Hb, HCT, LH, FSH, TT, MCV, and MCH levels were significantly lower among thalassemic patients with hypogonadism than those without hypogonadism (P < 0.05). However, platelet count and serum ferritin levels were significantly higher among thalassemic patients with hypogonadism than those without hypogonadism (P < 0.05). There were no statistically significant differences between thalassemia with and without hypogonadism groups regarding MCV, MCH, white blood cell, and splenectomy (P > 0.05) [Table 5].
Table 5: Comparison between thalassemic participants with hypogonadism and without regarding hematological data

Click here to view



  Discussion Top


Hypogonadism is the most frequently reported endocrine complication, affecting 70–80% of thalassemia major patients. Hypogonadism is likely to be caused by iron deposits in the gonads, pituitary gland, or both. However, hypogonadotropic hypogonadism resulting from iron deposition in the pituitary gonadotrope is more commonly found. Gonadal iron deposition in the ovaries or testes occurs less frequently, as the majority of amenorrheic women can still ovulate after hormonal treatment. Early identification and management of acquired hypogonadotropic hypogonadism (AHH) are very crucial to avoid long-term morbidity, including sexual dysfunction and underdiagnosed infertility condition[10]. Thus, the aim of this study was to identify the risk factors associated with hypogonadism in thalassemia major male patients. The present study showed that there were statistically significant differences between cases and controls regarding Hb, HCT, MCV, and MCH. This may be due to the genetic mutations in genes responsible for the synthesis of protein chains of Hb in thalassemia, which lead to disorder in the biosynthesis of the globin chains and loss of balance in the manufacture of Hb, and this may affect the number and shape and size of red blood cells during their formation stages in the bone marrow; as a result, the red blood cells are of small size and do not hold the same volume occupied by normal red blood cells[11]. These results showed agreement with the results of Hamed et al.[12], which showed significant lower mean pretransfusion levels in thalassemic patients than the mean Hb levels of study controls. Also, the Ezzat et al.[13] study concluded that β-thalassemia patients had reduced Hb levels (8.4 g/dl) when compared with control groups (11.3 g/dl). The Aboul-Enein et al.[14] study declared that β-thalassemia major patients had reduced Hb levels.
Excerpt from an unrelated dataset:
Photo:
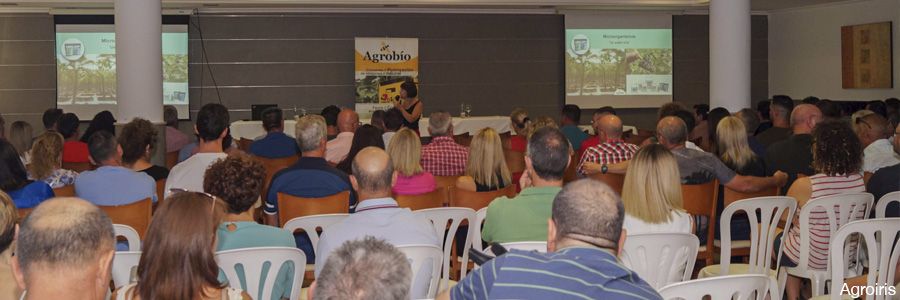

The present study found that LH, FSH, and TT were significantly lower among cases than controls. In agreement with our results, De Sanctis et al.[15] studied 11 adult men with thalassemia major, aged between 26 and 54 years (34.3 ± 8.8 years) with AHH, and 12 age-matched and sex-matched thalassemia major patients with normal pubertal development were used as a control group. The mean basal serum LH and FSH concentrations in AHH patients were 2.4 ± 2.2 and 1.2 ± 0.9 IU/l, respectively, and these values were significantly lower compared witho the control group. In agreement with our results, Al and Zuhairy[16] studied 50 children with β-thalassemia major patients, in the age range of 11 and 16 years and 50 age-matched and sex-matched healthy adolescents as the control group. Male patients have significant decreased serum FSH, LH, testosterone, and estradiol levels when compared with control. Also, Hamed et al.[12] found that LH, FSH, and TT were significantly different between thalassemia patients and controls.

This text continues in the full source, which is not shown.